BTW: I didn't care much for ME10 at all....but we used the old UNIX-style interface. I'm sure it's much better now with the Windows interface. Still a lot of clicks per command, though.

Reply to
epult

Their 2D package is the old ME10

Reply to
george

Thanks to all for sharing your experiences and insights. You've provide excellent food for thought. I'll let you know how this turns out later.

Have a great 4th.

Tony

Reply to
Tony

The applicability of CoCreate's dynamic modeler to your business depends on the type of product you build and your engineering process. History based systems shine when 1) the same engineer owns the design throughout its lifecycle and 2) if families of parts are an important consideration. History based systems preserve "design intent" which is good, provided design intent doesn't change and is communicated. Dynamic modeling systems, on the other hand, are better in environments where designs tend to be one-off, where collaboration among engineers means many people will be working on the same product design, and where vast change is anticipated but the NATURE of the change cannot be anticipated.

Hope this helps.

Reply to
SkiFastBadly

Long time since I've used CoCreate but 2D drawing used to be a real strength (in the days when SldWks 2D was considerably more of a dog even than it is now).

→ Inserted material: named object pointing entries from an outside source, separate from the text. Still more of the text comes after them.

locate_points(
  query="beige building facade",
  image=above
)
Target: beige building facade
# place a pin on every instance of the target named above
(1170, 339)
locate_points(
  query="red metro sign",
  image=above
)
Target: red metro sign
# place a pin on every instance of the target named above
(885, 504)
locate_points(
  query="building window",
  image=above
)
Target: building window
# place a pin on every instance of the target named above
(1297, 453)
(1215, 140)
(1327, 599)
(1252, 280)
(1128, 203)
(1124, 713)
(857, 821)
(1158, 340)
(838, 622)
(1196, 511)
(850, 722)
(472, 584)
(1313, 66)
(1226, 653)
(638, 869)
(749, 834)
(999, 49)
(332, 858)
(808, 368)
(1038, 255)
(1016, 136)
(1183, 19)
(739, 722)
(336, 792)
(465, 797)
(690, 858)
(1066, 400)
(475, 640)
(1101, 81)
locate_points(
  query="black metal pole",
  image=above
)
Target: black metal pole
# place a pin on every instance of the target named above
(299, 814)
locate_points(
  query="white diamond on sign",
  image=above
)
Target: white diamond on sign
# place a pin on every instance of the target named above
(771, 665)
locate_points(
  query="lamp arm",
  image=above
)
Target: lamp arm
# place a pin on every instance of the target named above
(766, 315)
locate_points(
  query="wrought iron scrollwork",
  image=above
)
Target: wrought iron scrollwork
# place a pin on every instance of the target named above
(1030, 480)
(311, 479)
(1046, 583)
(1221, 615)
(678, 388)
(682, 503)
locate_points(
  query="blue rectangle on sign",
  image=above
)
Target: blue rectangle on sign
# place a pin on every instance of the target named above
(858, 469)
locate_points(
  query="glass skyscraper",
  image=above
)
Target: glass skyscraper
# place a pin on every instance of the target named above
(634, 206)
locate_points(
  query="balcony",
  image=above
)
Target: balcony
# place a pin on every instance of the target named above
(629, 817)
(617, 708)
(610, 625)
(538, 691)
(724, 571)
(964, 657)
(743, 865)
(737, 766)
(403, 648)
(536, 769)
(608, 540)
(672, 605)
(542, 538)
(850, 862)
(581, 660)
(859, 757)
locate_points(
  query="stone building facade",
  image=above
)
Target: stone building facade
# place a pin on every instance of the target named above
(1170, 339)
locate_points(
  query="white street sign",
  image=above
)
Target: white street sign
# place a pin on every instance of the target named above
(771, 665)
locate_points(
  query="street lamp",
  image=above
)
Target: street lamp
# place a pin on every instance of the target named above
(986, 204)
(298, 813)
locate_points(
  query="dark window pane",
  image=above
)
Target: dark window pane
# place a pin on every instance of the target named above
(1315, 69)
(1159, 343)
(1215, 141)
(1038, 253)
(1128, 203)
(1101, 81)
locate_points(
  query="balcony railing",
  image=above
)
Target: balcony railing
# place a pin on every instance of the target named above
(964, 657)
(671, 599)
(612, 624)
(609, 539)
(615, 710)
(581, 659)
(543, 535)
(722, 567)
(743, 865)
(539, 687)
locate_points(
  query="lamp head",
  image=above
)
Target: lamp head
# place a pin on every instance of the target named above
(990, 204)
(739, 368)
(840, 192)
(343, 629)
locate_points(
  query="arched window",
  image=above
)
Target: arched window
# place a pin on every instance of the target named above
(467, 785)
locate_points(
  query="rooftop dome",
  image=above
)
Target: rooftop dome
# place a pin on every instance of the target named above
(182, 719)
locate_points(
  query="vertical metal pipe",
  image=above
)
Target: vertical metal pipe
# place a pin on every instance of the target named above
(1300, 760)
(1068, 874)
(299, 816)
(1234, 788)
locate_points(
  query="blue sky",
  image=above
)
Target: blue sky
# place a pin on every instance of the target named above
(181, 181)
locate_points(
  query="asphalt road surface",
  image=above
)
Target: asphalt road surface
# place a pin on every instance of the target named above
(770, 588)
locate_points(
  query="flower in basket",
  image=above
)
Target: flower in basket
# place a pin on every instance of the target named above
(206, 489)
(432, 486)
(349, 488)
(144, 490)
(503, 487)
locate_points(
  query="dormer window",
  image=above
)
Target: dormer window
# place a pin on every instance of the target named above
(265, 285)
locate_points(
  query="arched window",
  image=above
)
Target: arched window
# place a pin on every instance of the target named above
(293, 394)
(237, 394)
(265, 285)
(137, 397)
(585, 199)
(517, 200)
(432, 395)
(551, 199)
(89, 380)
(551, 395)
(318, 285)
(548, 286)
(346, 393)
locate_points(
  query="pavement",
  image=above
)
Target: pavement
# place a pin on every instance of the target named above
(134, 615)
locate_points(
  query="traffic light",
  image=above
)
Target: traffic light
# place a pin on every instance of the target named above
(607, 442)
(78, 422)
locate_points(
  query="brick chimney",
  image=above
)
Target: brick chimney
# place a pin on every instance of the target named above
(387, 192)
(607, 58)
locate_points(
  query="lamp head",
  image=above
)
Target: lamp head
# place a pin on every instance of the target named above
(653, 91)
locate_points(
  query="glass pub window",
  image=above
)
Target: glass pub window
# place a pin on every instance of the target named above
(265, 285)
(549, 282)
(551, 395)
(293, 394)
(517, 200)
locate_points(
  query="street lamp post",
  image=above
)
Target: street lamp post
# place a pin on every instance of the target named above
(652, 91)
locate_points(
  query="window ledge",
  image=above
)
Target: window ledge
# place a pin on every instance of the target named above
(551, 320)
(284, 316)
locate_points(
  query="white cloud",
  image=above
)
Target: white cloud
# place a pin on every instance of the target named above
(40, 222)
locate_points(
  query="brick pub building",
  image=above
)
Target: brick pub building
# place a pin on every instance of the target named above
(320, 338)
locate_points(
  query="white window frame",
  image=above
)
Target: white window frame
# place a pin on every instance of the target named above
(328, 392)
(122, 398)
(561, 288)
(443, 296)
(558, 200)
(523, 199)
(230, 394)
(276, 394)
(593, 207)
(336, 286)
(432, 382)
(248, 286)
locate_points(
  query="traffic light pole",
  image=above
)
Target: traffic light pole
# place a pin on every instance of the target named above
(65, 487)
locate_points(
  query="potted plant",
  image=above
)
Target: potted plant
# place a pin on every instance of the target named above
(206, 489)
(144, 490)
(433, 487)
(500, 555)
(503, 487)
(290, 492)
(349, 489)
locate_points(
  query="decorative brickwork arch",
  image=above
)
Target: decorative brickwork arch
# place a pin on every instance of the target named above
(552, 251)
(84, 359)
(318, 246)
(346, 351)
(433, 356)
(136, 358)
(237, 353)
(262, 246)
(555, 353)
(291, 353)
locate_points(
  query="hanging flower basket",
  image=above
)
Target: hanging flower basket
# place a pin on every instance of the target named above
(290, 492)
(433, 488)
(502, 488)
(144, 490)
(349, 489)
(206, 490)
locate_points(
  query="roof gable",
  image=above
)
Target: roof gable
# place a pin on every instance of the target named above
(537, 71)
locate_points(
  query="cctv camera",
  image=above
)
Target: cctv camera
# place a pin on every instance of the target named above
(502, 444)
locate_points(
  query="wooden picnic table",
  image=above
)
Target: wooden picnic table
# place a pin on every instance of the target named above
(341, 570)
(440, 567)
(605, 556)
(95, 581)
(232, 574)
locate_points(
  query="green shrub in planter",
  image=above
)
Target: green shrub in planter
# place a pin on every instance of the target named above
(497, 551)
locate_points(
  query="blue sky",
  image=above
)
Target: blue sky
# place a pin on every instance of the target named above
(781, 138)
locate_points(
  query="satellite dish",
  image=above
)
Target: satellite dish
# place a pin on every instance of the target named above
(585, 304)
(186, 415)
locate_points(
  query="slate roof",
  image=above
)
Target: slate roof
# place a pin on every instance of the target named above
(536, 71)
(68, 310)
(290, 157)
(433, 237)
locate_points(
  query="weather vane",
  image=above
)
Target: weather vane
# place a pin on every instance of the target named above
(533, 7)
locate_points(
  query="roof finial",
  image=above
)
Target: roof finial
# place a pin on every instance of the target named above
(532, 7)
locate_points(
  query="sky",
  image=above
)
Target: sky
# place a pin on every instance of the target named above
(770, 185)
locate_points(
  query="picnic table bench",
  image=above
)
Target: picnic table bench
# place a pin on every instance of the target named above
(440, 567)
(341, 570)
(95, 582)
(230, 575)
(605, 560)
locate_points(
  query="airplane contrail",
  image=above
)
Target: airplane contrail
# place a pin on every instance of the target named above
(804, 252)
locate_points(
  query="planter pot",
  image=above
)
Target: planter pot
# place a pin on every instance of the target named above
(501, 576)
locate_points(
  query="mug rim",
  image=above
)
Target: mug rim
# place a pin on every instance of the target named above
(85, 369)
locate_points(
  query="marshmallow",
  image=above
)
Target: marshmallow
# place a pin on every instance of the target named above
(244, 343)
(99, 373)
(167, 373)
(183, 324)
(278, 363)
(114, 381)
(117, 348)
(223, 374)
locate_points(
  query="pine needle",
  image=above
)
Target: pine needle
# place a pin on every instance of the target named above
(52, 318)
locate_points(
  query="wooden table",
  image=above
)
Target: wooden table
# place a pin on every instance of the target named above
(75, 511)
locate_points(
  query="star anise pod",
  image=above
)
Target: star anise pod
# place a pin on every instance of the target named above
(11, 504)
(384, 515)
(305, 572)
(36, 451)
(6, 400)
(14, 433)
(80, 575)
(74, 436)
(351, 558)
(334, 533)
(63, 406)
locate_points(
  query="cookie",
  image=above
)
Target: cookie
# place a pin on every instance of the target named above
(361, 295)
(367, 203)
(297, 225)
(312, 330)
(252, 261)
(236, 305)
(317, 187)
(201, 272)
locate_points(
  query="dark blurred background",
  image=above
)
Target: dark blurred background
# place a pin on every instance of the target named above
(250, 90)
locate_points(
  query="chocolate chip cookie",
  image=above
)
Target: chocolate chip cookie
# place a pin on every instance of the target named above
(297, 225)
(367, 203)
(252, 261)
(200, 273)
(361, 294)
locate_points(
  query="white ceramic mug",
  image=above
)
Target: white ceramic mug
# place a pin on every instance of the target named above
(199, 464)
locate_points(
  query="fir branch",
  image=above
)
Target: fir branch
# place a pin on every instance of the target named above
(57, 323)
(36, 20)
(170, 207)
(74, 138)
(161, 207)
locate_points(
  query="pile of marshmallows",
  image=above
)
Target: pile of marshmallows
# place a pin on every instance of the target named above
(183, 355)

I agree entirely with SFB's take on the respective merits of the underlying philosophies.

Taking a more in-depth look at the points he makes: Dynamic modelling reminds me of route-finding on back country roads in an SUV with multiple large scale maps and a compass, always making simple choices based on the destination of the moment, no grand plan. History-based modelling is more like taking to the freeways in a low-slung Grand Tourer, using a small scale map which only shows the major arterial routes. You will of course need to plan the entire trip in advance: this is easy when the whole trip can be seen on one map, and the options are laid out starkly; harder to do in the first example where the same destination is five sheets away from the starting point. Given a Perfect World, method 2 is always going to get you there faster and in better shape, using less gas, but in the real world you may find yourself having to go half way back to Chicago, if, in the last sector of a trip to St Louis, you discover that, right now, where you really need to be is Nashville, or you still want St Louis but the freeways have got jammed. Or maybe an officious state trooper gets under your radar screen and puts a crimp in your high performance. Forgive me if these are bad examples, but I hope you get the idea.

The freeway jam analogy reminds me that the history modeller combines high performance with high demands, like a freeway running near to maximum capacity. Consequently (AOTBE) it will throw more obstacles in your way -- moves which should work, instead bug out in this particular situation, with this service pack, etc. A dynamic modeller is lower performance in terms of 'built-in intelligence', hence there are lower demands in terms of overhead, inter-dependent program routines, yadda yadda. This makes it a lot less vulnerable to bugs, just as country roads are less prone to immobilising you irretrievably, especially in a proper 4WD. The dynamic modeller just puts metal on here and takes it away there, with little regard for, or vulnerability to, the finer points of how it got there in the first place, just as a 4WD lets you move from point A to point B with little regard for the small topological details of the terrain, whether the traffic information systems are working, or whether you made the right call twenty-eight miles earlier.